372 steps with step size 2.6881720430107525 MHz

Now, we write a Q1ASM program that quickly changes the NCO’s frequency, converting the continuous sine output into a chirp.

Internally, the processor stores negative values using two’s complement. This has some implications for our program: - We cannot directly store a negative value in a register. Substracting a larger value from a smaller one works as expected though. - Immediate values are handled by the compiler, i.e. set_freq-100 gives the expected result of -25 Hz. - Comparisons (jlt, jge) with registers storing a negative value do not work as expected, as the smallest negative number is larger than the largest positive number.
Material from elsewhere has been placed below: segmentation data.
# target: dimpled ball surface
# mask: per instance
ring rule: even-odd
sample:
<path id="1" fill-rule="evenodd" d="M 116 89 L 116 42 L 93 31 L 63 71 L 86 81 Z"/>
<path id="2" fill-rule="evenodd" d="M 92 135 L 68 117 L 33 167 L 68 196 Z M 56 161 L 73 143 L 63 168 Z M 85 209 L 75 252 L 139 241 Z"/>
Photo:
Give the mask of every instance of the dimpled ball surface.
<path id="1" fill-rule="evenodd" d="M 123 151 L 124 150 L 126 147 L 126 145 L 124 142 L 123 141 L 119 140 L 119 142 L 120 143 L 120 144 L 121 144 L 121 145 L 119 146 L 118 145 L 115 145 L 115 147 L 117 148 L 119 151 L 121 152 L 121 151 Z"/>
To keep the program general we should therefore use loop instead.

acquisitions = {"acq": {"num_bins": 1, "index": 0}}

setup = f"""
    move {n_averages}, R2

avg_loop:
    move    0, R0          # frequency
    move {n_steps}, R1     # n_steps
"""

# To get a negative starting frequency, we substract a positive number from 0
if start_freq <= 0:
    setup += f"""
    sub R0, {-nco_int_start_freq}, R0
    """
else:
    setup += f"""
    add R0, {nco_int_start_freq}, R0
    """

# Play a chirped pulse
chirp = (
    setup
    + f"""
    reset_ph
    set_freq 0
    upd_param 200
    acquire 0,0,4                         # Start acquisition. This is not blocking

nco_set:
    set_freq        R0                    # Set the frequency
    add             R0,{nco_int_step_freq}, R0  # Update the frequency register
    upd_param       {step_time}
    loop            R1, @nco_set          # Loop over all frequencies

    wait            10000
    loop            R2, @avg_loop

    stop                                  # Stop
"""
)

# Add sequence to single dictionary and write to JSON file.
sequence = {
    "waveforms": {},
    "weights": {},
    "acquisitions": acquisitions,
    "program": chirp,
}
with open("sequence.json", "w", encoding="utf-8") as file:
    json.dump(sequence, file, indent=4)

qrm.sequencer0.sequence("sequence.json")
qrm.sequencer0.integration_length_acq(MAXIMUM_SCOPE_ACQUISITION_LENGTH)

Run the program

%%time
qrm.sequencer0.nco_freq(0)
qrm.arm_sequencer(0)
qrm.start_sequencer()

# Wait for the sequencer to stop with a timeout period of one minute.
qrm.get_acquisition_state(0, 1)

# Move acquisition data from temporary memory to acquisition list.
qrm.store_scope_acquisition(0, "acq")
data = qrm.get_acquisitions(0)["acq"]

CPU times: total: 15.6 ms
Wall time: 49.6 ms

Note that this is significantly faster than standard spectroscopy with Q1ASM with a larger number of points. For this measurement, we only use the scope acquisition data. We can analyze it again with a spectrogram.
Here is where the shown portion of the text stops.